Para as empresas colombianas, esse ambiente oferece oportunidades importantes, desde ativos com avaliações atraentes até processos de fechamento relativamente eficientes e um marco jurídico e um sistema dedicado à gestão e execução de indenizações contratuais confiáveis, com a arbitragem como ferramenta central. Mas também existem riscos: volatilidade regulatória, incerteza política e custos de dívida ainda elevados. Isso exige maior disciplina na estrutura financeira e na alocação de riscos.

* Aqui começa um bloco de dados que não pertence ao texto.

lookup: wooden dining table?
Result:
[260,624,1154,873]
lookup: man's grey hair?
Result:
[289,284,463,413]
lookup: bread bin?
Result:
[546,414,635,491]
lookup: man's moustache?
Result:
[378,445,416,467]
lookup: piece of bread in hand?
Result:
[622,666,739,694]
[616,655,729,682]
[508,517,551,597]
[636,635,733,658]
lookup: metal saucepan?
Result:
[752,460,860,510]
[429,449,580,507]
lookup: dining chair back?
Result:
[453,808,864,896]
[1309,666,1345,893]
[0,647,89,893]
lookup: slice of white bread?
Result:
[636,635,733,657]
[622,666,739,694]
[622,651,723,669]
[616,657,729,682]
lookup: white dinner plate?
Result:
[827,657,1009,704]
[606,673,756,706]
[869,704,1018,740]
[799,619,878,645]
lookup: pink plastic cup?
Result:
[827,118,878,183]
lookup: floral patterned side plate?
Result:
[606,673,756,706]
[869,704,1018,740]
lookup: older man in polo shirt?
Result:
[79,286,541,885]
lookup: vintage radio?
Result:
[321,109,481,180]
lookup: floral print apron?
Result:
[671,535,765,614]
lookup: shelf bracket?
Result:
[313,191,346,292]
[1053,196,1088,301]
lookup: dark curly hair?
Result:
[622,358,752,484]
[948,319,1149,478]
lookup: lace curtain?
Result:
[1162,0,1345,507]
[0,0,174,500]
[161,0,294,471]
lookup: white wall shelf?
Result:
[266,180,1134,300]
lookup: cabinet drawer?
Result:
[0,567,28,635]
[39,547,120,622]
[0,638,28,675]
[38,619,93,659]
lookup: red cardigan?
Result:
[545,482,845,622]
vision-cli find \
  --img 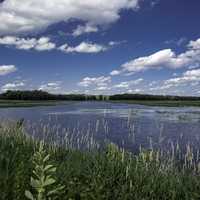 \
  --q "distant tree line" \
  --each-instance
[110,94,200,101]
[0,90,200,101]
[0,90,105,101]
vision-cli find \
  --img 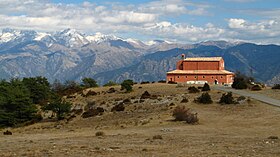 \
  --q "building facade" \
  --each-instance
[166,55,234,84]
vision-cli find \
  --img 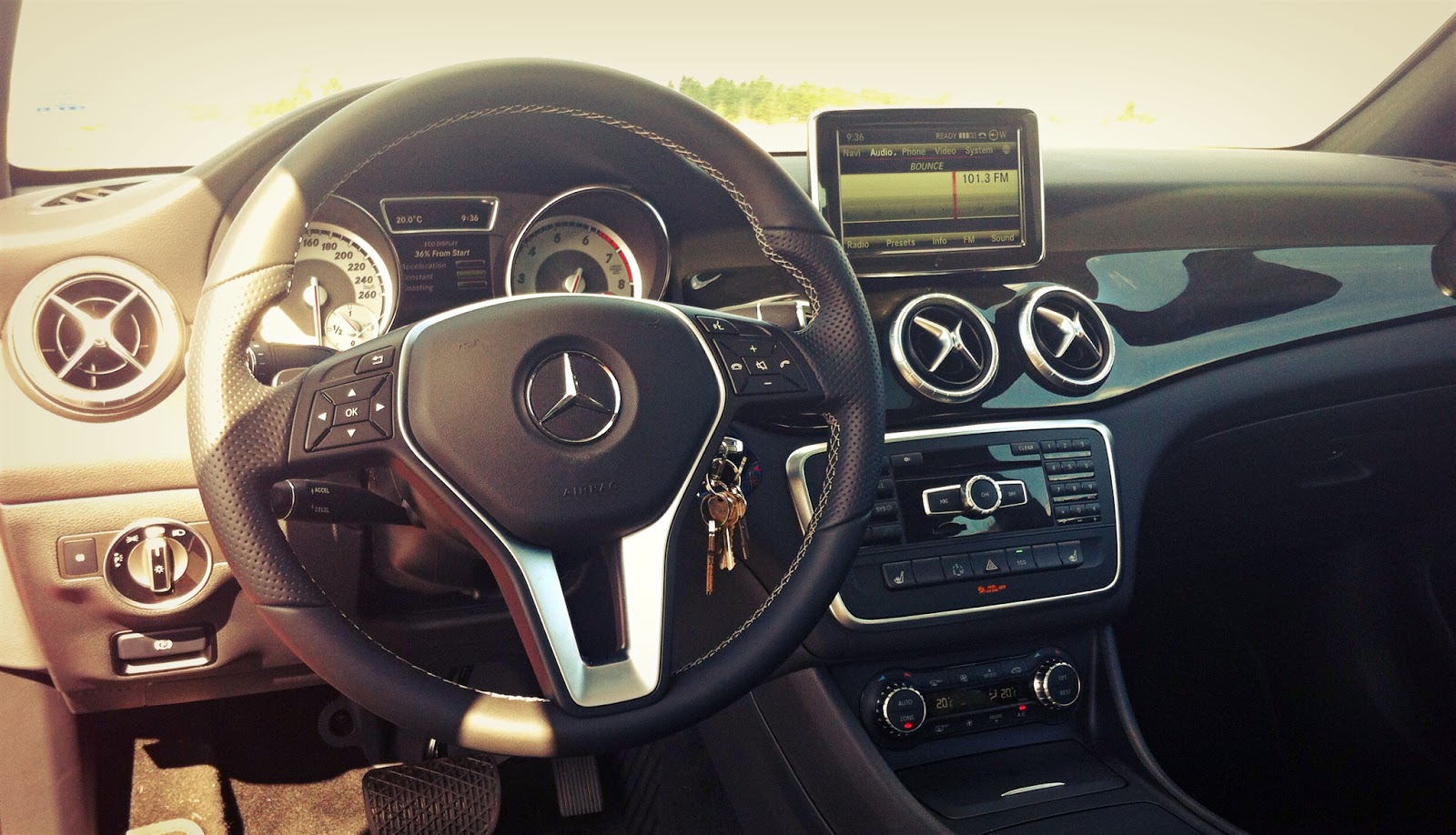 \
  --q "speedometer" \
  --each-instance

Recomendações para navegar em um mercado exigente
Diante disso, as recomendações são claras. Primeiro, preparar-se antes de entrar no mercado: os vendedores devem fazer a devida diligência interna e os compradores devem estruturar bem seu investimento, pois a falta de preparação continua sendo uma das principais causas para que um negócio não seja fechado. Segundo, concentrar-se em investimentos estratégicos alinhados com o cerne do negócio e evitar a abordagem de crescer por crescer. E terceiro, contar desde o início com equipes jurídicas e financeiras especializadas, capazes de antecipar riscos, manter o controle da transação e alinhar expectativas. Em um mercado mais exigente, a qualidade do acompanhamento profissional pode ser a diferença entre fechar um acordo ou perder uma oportunidade.